The fall from the lofty to the commonplace is more grueling for artists, and Ishiguro understands that. The most tragic segment of the “Nocturnes involves a character who refused to realize her talent in fear that her musical gift might be damaged or, most probably, fearing that she might not turn out to be the great artist she always believed she could become.

Musicians, or artists in general, are always on a never-ending quest for the unknown. The failures, compromises and unfulfilled potentials all characters face at one point is incomparable to the ultimate calamity that could strike an artist: the recognition of one’s own mediocrity and self-worthlessness.

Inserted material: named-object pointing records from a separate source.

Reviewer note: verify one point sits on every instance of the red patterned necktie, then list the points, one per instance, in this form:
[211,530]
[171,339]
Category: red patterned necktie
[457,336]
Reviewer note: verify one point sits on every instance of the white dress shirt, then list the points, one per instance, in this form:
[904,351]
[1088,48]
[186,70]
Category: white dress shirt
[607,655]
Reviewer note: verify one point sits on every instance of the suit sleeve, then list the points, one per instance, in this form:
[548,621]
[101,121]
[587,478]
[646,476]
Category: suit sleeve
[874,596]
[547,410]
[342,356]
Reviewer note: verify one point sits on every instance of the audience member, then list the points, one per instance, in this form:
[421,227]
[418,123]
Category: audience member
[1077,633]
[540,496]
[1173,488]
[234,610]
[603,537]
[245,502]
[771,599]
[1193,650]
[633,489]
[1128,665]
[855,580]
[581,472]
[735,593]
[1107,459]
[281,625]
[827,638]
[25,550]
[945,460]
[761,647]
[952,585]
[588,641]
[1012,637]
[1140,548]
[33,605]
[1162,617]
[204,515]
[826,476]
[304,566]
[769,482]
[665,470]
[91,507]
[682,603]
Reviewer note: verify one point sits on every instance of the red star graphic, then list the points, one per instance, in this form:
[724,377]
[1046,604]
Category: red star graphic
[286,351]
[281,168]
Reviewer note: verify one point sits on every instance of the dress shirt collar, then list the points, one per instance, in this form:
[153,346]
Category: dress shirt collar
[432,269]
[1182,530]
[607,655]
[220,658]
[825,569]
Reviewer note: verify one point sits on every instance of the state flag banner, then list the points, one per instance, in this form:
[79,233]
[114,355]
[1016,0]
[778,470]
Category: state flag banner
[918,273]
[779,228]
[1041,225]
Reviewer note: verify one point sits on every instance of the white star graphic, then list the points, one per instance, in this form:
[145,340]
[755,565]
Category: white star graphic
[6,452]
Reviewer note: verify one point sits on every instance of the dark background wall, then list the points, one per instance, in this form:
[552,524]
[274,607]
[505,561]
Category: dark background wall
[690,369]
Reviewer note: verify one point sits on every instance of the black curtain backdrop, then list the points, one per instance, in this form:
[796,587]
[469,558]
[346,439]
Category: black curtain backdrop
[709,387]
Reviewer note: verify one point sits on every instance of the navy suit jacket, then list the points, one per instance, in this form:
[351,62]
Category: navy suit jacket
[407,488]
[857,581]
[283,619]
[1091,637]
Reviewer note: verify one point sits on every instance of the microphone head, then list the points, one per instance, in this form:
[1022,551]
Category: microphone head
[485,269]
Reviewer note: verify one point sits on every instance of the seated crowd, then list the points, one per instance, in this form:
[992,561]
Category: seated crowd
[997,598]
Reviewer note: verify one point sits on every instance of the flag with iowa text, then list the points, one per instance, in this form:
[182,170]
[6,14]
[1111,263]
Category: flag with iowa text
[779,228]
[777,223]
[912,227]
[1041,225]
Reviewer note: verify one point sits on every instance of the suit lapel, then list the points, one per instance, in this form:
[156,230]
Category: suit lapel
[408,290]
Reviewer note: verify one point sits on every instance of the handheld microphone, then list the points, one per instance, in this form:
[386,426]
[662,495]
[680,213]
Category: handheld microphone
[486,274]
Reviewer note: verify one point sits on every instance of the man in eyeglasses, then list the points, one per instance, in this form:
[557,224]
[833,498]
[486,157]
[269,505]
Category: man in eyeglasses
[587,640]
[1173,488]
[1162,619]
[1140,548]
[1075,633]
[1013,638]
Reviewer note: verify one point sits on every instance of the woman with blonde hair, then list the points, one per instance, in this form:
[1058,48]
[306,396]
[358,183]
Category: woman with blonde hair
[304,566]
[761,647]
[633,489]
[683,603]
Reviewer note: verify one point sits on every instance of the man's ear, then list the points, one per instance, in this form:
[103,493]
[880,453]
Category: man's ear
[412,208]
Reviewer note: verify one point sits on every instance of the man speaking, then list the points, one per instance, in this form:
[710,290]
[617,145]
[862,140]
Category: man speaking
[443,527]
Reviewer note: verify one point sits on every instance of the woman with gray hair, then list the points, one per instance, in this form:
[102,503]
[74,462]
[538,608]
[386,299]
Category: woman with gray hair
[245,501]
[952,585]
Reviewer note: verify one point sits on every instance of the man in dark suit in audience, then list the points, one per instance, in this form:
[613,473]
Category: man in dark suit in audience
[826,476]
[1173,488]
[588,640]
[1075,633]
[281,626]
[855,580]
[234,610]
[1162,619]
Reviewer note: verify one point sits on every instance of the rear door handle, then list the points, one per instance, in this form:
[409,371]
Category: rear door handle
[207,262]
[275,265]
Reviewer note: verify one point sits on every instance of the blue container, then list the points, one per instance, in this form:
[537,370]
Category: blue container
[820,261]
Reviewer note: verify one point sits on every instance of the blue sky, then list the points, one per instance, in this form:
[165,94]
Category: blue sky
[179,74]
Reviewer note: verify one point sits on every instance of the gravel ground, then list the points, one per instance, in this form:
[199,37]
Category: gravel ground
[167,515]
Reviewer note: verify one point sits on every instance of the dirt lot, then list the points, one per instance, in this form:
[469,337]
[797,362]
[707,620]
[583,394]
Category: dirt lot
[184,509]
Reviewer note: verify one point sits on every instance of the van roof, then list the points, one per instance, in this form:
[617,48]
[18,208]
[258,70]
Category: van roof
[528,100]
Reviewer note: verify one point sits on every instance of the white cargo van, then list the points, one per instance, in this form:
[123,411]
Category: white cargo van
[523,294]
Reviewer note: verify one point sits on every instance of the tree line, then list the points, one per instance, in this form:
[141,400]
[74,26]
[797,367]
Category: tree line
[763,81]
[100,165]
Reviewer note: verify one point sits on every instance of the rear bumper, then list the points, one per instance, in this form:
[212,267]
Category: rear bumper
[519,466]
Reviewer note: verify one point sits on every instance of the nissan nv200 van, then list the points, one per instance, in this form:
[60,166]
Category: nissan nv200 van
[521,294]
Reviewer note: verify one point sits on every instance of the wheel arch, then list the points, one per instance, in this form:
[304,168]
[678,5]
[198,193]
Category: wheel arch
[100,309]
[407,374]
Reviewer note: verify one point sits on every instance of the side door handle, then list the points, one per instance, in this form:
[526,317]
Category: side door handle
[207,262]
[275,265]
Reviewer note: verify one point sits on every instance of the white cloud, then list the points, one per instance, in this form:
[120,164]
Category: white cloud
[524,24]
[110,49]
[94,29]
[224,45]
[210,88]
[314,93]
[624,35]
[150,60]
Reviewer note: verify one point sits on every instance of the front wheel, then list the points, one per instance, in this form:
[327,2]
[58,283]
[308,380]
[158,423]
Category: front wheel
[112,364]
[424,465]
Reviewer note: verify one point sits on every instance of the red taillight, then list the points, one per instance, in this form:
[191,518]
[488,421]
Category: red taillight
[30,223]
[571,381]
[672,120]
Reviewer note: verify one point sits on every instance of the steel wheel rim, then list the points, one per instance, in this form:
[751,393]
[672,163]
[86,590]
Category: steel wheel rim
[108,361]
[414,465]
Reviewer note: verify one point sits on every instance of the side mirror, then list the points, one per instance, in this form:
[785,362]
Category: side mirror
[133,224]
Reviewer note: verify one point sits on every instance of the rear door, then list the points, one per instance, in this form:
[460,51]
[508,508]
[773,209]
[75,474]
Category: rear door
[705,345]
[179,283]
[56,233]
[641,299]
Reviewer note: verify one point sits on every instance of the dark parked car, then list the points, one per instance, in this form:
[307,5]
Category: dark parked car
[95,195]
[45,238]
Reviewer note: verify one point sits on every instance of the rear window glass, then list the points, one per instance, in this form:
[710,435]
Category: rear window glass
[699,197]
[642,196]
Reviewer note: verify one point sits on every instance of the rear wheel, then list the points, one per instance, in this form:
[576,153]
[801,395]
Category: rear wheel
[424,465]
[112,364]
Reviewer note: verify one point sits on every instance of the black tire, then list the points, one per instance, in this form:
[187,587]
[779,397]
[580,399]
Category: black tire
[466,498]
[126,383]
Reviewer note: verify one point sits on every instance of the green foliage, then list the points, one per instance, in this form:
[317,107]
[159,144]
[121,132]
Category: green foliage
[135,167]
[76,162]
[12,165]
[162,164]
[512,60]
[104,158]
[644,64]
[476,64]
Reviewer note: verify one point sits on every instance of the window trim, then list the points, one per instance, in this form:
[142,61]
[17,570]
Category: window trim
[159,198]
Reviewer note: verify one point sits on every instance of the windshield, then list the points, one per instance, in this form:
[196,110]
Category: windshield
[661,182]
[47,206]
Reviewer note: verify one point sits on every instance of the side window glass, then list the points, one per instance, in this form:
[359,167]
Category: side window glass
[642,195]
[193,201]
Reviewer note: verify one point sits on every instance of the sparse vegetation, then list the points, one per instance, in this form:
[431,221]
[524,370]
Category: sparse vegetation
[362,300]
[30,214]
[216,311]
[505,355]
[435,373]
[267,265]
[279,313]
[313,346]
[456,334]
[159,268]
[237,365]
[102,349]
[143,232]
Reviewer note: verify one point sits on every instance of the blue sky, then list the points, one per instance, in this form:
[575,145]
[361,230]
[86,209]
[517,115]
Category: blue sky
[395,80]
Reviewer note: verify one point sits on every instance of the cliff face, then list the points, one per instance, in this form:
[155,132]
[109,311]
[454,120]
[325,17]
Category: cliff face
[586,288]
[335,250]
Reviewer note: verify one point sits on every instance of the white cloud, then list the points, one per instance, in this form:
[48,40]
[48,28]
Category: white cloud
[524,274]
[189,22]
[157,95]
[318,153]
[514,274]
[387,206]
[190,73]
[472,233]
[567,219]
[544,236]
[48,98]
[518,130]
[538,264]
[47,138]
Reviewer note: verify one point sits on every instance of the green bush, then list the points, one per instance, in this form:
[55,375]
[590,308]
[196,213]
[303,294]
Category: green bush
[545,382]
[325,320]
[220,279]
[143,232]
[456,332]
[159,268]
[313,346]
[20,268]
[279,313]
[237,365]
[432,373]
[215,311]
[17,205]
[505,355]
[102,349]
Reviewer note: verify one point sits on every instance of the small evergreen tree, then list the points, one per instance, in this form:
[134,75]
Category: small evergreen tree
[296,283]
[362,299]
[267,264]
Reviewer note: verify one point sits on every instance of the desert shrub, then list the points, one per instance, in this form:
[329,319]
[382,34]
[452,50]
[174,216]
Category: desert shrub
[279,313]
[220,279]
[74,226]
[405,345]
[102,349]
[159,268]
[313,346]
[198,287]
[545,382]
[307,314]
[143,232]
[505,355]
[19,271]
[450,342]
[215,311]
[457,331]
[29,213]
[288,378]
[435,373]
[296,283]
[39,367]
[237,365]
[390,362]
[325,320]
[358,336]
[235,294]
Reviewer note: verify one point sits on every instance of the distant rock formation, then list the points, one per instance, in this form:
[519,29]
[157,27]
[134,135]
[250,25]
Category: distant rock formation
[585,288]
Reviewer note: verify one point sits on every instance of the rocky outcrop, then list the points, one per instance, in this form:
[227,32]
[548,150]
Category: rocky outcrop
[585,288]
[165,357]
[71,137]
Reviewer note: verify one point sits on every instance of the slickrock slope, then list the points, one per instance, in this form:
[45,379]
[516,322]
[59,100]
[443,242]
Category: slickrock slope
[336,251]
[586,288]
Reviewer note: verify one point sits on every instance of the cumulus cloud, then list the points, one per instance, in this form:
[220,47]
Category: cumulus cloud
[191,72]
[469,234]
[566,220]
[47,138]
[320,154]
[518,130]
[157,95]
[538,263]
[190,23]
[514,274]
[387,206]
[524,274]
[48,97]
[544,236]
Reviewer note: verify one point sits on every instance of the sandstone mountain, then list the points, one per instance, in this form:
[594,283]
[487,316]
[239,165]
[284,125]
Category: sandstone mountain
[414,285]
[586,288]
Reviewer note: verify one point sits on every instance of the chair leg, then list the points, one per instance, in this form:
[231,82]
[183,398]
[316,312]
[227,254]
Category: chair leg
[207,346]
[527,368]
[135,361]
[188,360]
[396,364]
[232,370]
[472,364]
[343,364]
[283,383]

Few writers possess the skill to portray sadness and loss with such tenderness, with such haunting exquisiteness. But Ishiguro does it once again.

“Nocturnes is not strictly an account about a group of musicians; Ishiguro’s work speaks for the human condition: mortality, loss, the passing of love, the dissolving of friendships, the flimsiness of talent and the fleetness, and pointlessness, of success.

I opened Ishiguro’s album hoping to recapture the memories of another place and time. By the time it ended, I was left with a lingering sad melody, playing endlessly in my head as I assumed my place in the middle of this unfathomable living, idly observing life as time goes by.

“Nocturnes: Five Stories of Music and Nightfall, published by Faber & Faber, will be released next month in the US and Canada and in Egypt this October. The novel is currently available in the UK and Ireland.